4 Responses

  1. Peter Callan
    Peter Callan June 19, 2013 at 7:07 pm

    Ashlee, I cannot thank you enough for your terrific critique of SWEDOW aid. The requirement for the Australian aid program to buy and ship millions of tonnes of Australian grain over 40+ years (up to 2007) was hugely costly and distortionary – both for the program and for development. AusAID made the best of a bad job by channelling increasing proportions of this commitment through WFP, but assistance in the form of food sourced from Australia was rarely the best option in humanitarian situations (because of the distance, time and cost involved), and it was always costly and distorted local markets and incentives when delivered as development assistance – even in food-for-work or school feeding programs.

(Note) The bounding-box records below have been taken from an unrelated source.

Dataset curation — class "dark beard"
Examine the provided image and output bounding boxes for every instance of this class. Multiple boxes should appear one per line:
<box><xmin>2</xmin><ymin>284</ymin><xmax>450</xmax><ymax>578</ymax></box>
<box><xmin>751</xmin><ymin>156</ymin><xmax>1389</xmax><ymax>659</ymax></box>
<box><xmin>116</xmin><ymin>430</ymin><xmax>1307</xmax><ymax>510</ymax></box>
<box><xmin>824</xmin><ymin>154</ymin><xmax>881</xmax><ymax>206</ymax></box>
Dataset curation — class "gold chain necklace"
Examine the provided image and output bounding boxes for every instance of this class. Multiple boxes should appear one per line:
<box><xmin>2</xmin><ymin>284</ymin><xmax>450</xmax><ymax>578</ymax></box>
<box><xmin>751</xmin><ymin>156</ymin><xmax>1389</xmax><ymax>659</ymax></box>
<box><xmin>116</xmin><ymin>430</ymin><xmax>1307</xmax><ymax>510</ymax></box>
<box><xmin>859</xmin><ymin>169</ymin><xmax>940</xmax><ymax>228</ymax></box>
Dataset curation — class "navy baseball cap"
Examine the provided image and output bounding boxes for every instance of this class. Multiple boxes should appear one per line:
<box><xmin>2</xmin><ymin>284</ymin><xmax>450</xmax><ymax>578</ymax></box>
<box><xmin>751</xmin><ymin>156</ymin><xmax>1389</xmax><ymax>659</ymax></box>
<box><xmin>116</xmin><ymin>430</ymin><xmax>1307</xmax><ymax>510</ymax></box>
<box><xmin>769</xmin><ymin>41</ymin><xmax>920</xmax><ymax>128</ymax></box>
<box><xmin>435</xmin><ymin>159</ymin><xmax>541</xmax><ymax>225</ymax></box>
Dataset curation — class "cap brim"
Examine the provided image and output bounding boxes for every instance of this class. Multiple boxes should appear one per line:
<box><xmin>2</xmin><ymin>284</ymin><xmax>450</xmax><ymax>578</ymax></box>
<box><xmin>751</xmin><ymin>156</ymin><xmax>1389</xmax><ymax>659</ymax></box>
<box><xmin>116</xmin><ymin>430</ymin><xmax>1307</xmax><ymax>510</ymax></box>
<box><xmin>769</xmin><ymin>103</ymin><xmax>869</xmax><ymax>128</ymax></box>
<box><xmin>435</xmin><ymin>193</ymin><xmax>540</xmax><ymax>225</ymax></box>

    Alas, AusAID has had to ward off many hare-brained cases of SWEDOW, often pushed by MPs and not just confined to food. Your critique is timely.


  2. Joel Negin
    Joel Negin June 14, 2013 at 2:30 pm

    Hi Ashlee,

    Great piece and it is critical that we respond to these suggestions before they get too much momentum. Some colleagues did some analysis of this in the African context and found that US food aid (buying US grain/maize, shipping on US carriers, paying for US NGOs to distribute) cost US$670 per ton. Local purchasing (in neighbouring countries or regions) cost US$240 per ton and supporting farmers with seed and fertiliser to grow their own food cost about US$77 per ton. So there is a strong cost-effectiveness/wastage argument as well as the others you have made.